İslâm dininde alışveriş ile ticaretin yeri ve değeri nedir?
Yüce dinimiz İslam, bizlere bir alışveriş, bir ticaret ahlakı öğretmiştir. Bu ahlakın başında dürüst davranmak vardır. Yalan ve aldatmaktan kaçınmak vardır. Zira doğruluk ve dürüstlük, mümin olmanın bir gereğidir. Peygamberimiz (s.a.s), zaman zaman Medine pazarına giderdi. Orada alışveriş ve ticaret yapan insanlar üzerinde izlenimde bulunur, onlarla sohbet ederdi. Yanlış tutum ve davranışlar sergileyenleri uyarırdı.
İslâm dini, insanın hem maddi, hem de manevî yönüne itina gösterip, ikisinin arasında sağlam bir denge kurmaktadır. İnsanın mânevi yanı için gıda mesabesinde olan ibâdetleri emrettiği gibi maddi yönü için temel teşkil eden ticaret, sanat, tarım ve benzeri şeyleri de emretmektedir. Yüce Allah, Kur’an-ı Kerîm’de ticaret ve alışveriş hakkında şöyle buyurmaktadır: “Allah satışı mubah, ribayı haram kılmıştır” (1).
Başka bir âyette de şöyle buyurmaktadır: “Ey mü’minler, Cuma günü namaza çağrıldığınız zaman hemen Allah’ı anmaya (namaza) koşunuz ve alışverişi bırakınız. Eğer bilirseniz bu, sizin için daha hayırlıdır. Namaz kılındıktan sonra yeryüzüne dağılın ve Allah’ın lütfundan (nasibinizi) arayın. Allah’ı çok anın ki kurtuluşa eresiniz” (2).
Peygamber (sav) de ticaretle ilgili olarak şöyle buyurmaktadır: “Günahların öyleleri var ki, geçimi sağlamak için sarfedilen gayretten başka bir şey onları silemez”

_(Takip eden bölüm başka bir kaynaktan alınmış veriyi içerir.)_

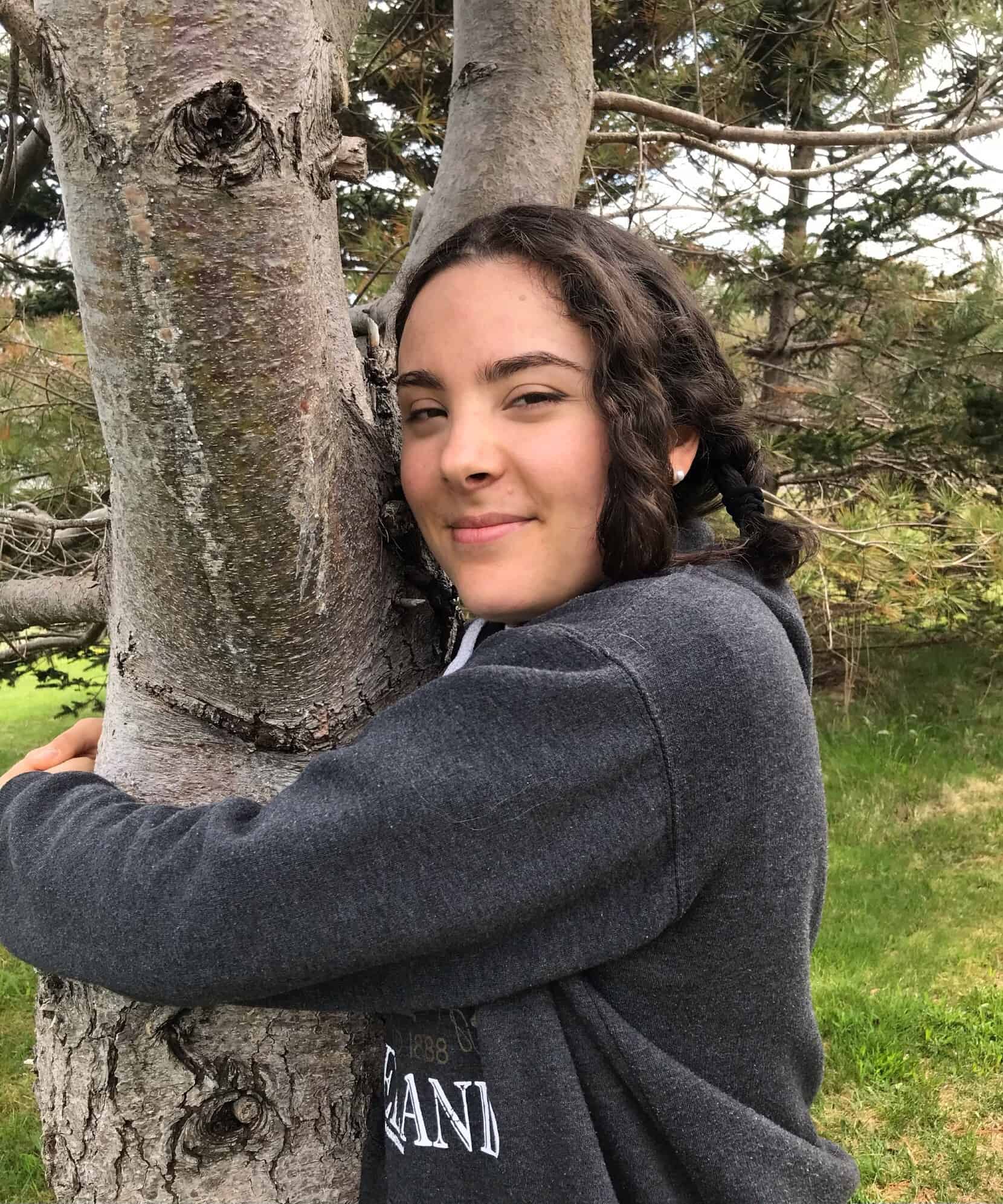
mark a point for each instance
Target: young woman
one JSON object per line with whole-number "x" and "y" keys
{"x": 582, "y": 872}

Bir başka hadiste de şöyle buyrulmaktadır: “Doğru tüccar kıyamet günü sıddık ve şehitlerle birlikte haşrolunacaktır” (Tirmizî).
Görüldüğü gbi ticaret geçim kaynağı olduğu kadar büyük ve anlamlı bir ibadet biçimi olarak da müslümanm hayatına girmektedir. Burada şunu ifade etmeden geçemeyeceğim: Namaz ve oruç gibi ibadetlerin şart, farz, sünnet ve yasakları olduğu gibi alışveriş ile ticaretin de şart adap ve yasaklan vardır. Nasıl ki namazın şart, farz, sünnet ve yasaklarını öğrenmeden namaz kılmaya kalkışmak anlamsız ve günahsa, alışveriş ile ticaretin de farz, şart, adap ve yasaklarını öğrenmeden böyle bir işe kalkışmak da aynen böyle günah ve haramdır. Bunun için Hz. Ömer (ra) halife iken çarşı ortasında bir çok kimseyi cezalandırıp şöyle demiştir: “Alışveriş usulünü bilmeyen kimse çarşı ve pazarlarımızda alışveriş yapmasın çünkü farkında olmadan faize girebilir”
Hiç şüphesiz bu uygulama bize ticaret ile alışverişin şart, farz, adap ve yasaklarını öğrenmemiz gerektiğini ortaya koyuyor.
Peygamber Efendimiz’in ticaret hayatından verilen örneklerde, mü’minlerin onun önderliğinde ticarette daha özenli daha hassas hareket ettiğinden bahsedildi. Kur’an-ı Kerim’de yer alan ticaretle ilgili ayetlerden bahsedilen hutbede Mutaffifîn Suresi’nden şu kısma yer verildi:
“Ölçü ve tartıda hile yapanlara yazıklar olsun. Onlar, insanlardan bir şey aldıklarında tam ölçüp tartarlar. Kendileri başkalarına vermek için ölçtüklerinde ise eksik tartarlar. Onlar, büyük bir gün için diriltileceklerini hiç mi düşünmezler?